Racial composition as of the 2020 census
| Race | Number | Percent |
|---|---|---|
| White | 42 | 82.4% |
| Black or African American | 1 | 2.0% |
| American Indian and Alaska Native | 0 | 0.0% |
| Asian | 2 | 3.9% |
| Native Hawaiian and Other Pacific Islander | 0 | 0.0% |
| Some other race | 1 | 2.0% |
| Two or more races | 5 | 9.8% |
| Hispanic or Latino (of any race) | 6 | 11.8% |

===2000 census===
As of the 2000 census, there were 32 people, 13 households, and 8 families residing in the town. The population density was 212.2 PD/sqmi. There were 22 housing units at an average density of 145.9 /sqmi. The racial makeup of the town was 100.00% White.

There were 13 households, out of which 46.2% had children under the age of 18 living with them, 53.8% were married couples living together, 7.7% had a female householder with no husband present, and 30.8% were non-families. 15.4% of all households were made up of individuals, and none had someone living alone who was 65 years of age or older. The average household size was 2.46 and the average family size was 2.89.

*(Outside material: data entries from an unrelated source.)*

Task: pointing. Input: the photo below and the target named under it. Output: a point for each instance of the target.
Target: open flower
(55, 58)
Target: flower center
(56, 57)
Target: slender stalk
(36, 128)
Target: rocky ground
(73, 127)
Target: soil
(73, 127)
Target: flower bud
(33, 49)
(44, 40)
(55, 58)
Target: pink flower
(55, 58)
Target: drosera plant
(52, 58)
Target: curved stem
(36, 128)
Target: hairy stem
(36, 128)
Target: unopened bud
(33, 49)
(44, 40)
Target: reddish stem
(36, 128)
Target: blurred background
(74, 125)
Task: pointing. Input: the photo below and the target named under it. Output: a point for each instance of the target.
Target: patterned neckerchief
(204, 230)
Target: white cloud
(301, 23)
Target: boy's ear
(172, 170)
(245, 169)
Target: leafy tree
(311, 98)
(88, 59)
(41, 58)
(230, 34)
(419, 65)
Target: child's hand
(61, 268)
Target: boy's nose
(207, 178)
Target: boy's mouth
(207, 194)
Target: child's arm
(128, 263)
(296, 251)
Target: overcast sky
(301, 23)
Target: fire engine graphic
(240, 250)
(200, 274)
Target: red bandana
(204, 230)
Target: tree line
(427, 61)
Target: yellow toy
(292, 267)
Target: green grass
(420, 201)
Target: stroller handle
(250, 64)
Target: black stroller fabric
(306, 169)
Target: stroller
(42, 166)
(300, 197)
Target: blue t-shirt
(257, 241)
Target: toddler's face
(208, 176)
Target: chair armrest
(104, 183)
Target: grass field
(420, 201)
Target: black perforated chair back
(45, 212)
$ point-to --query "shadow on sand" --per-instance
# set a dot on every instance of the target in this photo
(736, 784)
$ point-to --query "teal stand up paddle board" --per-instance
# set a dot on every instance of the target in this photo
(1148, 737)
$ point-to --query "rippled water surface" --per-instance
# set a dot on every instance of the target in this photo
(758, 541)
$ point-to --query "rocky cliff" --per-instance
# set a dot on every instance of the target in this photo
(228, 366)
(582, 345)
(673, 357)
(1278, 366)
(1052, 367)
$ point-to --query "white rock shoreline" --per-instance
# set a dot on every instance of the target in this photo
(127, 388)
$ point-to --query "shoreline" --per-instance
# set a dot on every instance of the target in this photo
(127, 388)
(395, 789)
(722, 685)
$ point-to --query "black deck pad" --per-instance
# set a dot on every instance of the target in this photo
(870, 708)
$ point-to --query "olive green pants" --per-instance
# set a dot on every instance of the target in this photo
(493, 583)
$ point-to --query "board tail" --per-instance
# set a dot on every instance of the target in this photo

In the town, the population was spread out, with 28.1% under the age of 18, 6.3% from 18 to 24, 28.1% from 25 to 44, 28.1% from 45 to 64, and 9.4% who were 65 years of age or older. The median age was 38 years. For every 100 females, there were 100.0 males. For every 100 females age 18 and over, there were 91.7 males.

The median income for a household in the town was $19,167, and the median income for a family was $20,000. Males had a median income of $20,625 versus $20,000 for females. The per capita income for the town was $11,141. There were 25.0% of families and 16.2% of the population living below the poverty line, including 37.5% of under eighteens and none of those over 64.

==Education==
Its school district is Covington-Douglas Schools.